When I see a poor streamline position in a swimmer, I think and assume this is likely to be a physical limitation. A coach seeing this will assume the coaching cues have not been understood, and a strength and conditioning coach will assume poor muscle strength or coordination.

All these are again assumptions that may turn out to be right, but they could also be wrong. Unless everyone talks and indeed speaks the same language, the real reason and problem may never be addressed.


As a team around swimming athletes, we don’t want to miss anything that could be inhibiting their development. We therefore need to be able to discuss and quantify such factors to make it clear how they contribute to preventing the athlete’s potential.


To me, the coach is always the 'point guard' for everything their athlete is submitted to.

There needs to be someone all the information comes to and through, and who decides when different interventions are best timed in the progress of the season and the overall development. In my opinion, the coach is always the best person for this position.

To a coach, information is power. Without it, anyone can - and probably will - question your decisions. With the knowledge of all the strengths and shortfalls of each swimmer, the coach will be in a strong position to confidently steer the swimmer's talent and career.

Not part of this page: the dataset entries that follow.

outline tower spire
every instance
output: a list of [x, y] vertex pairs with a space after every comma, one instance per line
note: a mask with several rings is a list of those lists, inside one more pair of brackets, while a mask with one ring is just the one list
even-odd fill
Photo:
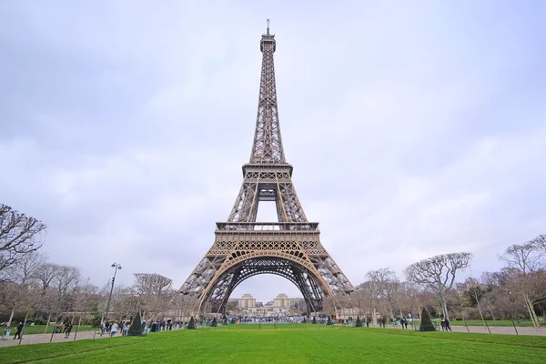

The Swimming Performance Institute’s screening programme will allow everyone around the swimmer to understand the contribution each member of the team can make towards better results.

More importantly, it allows the coach to consider when is best to invite our contribution. The rest of the time we take a step back and enjoy the results gained from teamwork and communication.


Too many cooks spoil the broth.

In that analogy, for the swimmer there is only one chef.

The rest of us are kitchen-hands with a good knowledge of the menu and the recipes used within it.